Kur'an-ı Kerim ve Türkçe Meali Sayfa 497
19. “Ve (benim risaletimi inkâr edip, O’nun emrini yerine getirmemekle) Allah’a baş kaldırmayın. Çünkü ben, size apaçık, kesin bir delil, aklîmanevî bir güç ve yetkiyle geldim.
20. “Beni taşlayıp öldürmek için girişebileceğiniz her teşebbüsten benim de Rabbim, sizin de Rabbiniz olan Allah’a sığınırım.
21. “Eğer bana inanmıyorsanız, o zaman bana ilişmeyin ve beni serbest bırakın.”
22. Nihayet Musa Rabbisine, “Bunlar, hayatları günah hasadından ibaret suçlu bir topluluk! (Artık onları Sana havale ediyorum Rabbim!)” diye yalvardı.
23. (Biz de kendisine şöyle emrettik:) “Kullarımla geceleyin yola çık; çünkü arkanızdan geleceklerdir.
24. “(Şimdi de) denizi öyle ikiye yarılmış olarak bırak. (Sizi takip edenler,) haklarında boğulma hükmü verilmiş bir topluluktur.”
25. (Firavun ve halkı) nice bahçeler, pınarlar ve çeşmeler bıraktılar geride;
26. Ve nice çiftlikler ve nice güzel konaklar, büyük ve şerefli makamlar, mevkiler;
27. Ve içinde zevk u safa sürdükleri daha başka nice nice nimetler.
28. Ama sonunda olan oldu; (benzeri bütün nimetleri, onlardan olmayan) bir başka topluluğa, (İsrail Oğulları’na) bahşettik.
29. Onlara gök de yer de ağlamadı; (azabı hak ettiklerinde) kendilerine mühlet tanınmadı ve göz de açtırılmadı.

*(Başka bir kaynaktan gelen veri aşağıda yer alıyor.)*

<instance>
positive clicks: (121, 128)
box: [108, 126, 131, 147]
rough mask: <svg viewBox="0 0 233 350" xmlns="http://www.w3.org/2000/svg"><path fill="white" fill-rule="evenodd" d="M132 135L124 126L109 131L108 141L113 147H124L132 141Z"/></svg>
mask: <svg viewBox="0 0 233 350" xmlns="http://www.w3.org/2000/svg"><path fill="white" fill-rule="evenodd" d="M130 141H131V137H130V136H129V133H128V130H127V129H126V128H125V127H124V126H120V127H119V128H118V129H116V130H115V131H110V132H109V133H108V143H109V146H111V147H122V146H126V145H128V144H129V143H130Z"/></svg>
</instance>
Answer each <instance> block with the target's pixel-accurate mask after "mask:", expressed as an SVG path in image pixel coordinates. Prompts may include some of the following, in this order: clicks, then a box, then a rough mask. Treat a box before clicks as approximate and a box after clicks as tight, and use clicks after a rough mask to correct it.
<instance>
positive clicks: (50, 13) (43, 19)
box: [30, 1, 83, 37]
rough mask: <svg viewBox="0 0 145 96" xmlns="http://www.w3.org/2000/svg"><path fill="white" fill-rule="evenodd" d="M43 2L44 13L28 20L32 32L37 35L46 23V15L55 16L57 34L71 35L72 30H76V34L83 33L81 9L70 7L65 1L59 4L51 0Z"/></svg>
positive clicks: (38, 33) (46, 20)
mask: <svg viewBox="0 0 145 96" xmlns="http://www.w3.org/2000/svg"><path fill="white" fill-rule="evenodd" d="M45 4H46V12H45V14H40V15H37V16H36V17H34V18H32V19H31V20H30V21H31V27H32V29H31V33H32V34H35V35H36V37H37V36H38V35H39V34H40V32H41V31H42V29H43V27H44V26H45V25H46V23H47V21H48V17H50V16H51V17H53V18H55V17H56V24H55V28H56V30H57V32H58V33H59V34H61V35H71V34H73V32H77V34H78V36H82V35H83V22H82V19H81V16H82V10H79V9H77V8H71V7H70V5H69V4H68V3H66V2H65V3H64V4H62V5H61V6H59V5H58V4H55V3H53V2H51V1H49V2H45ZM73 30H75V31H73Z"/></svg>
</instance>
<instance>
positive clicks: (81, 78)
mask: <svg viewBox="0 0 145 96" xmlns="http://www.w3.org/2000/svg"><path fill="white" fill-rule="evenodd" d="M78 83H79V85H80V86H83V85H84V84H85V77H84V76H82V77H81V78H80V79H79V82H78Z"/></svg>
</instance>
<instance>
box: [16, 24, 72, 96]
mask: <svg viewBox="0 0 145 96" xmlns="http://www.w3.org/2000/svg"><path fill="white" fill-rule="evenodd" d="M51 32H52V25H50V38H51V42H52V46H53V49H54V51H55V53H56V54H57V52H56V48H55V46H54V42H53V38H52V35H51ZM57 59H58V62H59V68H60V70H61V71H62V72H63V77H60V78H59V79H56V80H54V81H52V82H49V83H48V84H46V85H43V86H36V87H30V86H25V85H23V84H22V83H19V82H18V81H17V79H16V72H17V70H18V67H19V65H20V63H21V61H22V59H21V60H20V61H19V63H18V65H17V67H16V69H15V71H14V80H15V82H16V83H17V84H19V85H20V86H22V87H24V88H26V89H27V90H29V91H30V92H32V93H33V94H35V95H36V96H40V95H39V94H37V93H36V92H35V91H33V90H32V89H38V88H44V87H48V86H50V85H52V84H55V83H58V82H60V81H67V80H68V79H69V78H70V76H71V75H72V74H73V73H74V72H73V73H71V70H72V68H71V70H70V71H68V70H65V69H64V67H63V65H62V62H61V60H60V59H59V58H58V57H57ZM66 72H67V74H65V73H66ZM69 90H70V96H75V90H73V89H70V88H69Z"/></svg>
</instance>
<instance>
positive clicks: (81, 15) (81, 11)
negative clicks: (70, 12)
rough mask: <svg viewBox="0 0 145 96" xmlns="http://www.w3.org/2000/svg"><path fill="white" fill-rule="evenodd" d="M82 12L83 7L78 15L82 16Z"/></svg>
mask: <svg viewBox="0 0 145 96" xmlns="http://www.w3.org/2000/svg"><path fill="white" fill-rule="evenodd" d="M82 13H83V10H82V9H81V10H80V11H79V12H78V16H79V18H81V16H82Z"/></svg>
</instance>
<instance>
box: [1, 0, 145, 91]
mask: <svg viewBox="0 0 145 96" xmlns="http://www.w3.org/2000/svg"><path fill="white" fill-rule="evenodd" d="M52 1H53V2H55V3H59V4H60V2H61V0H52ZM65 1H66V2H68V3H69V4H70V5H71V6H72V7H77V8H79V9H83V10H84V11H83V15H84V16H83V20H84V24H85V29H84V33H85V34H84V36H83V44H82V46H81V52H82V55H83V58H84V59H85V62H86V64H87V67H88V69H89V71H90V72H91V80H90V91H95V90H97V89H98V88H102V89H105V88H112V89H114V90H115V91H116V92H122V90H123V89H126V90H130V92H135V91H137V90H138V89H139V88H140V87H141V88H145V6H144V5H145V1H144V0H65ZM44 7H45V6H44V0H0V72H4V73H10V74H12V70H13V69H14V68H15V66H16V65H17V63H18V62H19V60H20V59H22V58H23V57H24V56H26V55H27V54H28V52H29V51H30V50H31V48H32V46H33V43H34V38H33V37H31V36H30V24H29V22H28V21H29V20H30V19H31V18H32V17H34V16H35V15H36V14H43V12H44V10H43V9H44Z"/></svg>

30. İsrail Oğulları’nı ise kurtardık o alçaltıcı işkencelerden,
31. Firavun’dan. Gerçekten Firavun, kibirli bir zorba idi; Allah’ın verdiği kabiliyet ve melekeleri israf edip, haddi aşanlardandı.
32. İsrail Oğullarını, bir bilgiye binaen (o devirdeki) bütün milletlerden üstün kıldık.
33. Ve kendilerine pek çok mucizeler bahşettik; bu bahşedimizde açık bir imtihan da vardı.
34. Şu (Mekke müşrikleri ise,) tutmuş şöyle diyorlar:
35. “Biz bir kere öldük mü artık her şey bitmiştir; öyle diriltilip yeni bir hayata falan dönecek değiliz.
36. “Eğer (öldükten sonra diriltileceğimiz) iddiasında sadık ve samimi iseniz, haydi babalarımızı diriltin de görelim!”
37. Onlar mı daha zengin ve daha güçlü– kuvvetli, yoksa Tübba halkı ve onlardan önce yaşamış (ve cezamızı hak etmiş) diğer toplumlar mı? Onların hepsini helâk ettik, çünkü hayatları günah hasadından ibaret suçlu topluluklardı.
38. Biz, gökleri, yeri ve bunların arasındakileri oyun ve eğlence olsun diye yaratmadık.
39. Onları ancak hak bir gaye için, yerli yerince ve gerçeğe dayalı sabit bir sistem üzerinde yarattık; ama o (inanmayanların, Allah’a şirk koşanların) çoğu bunu bilmezler.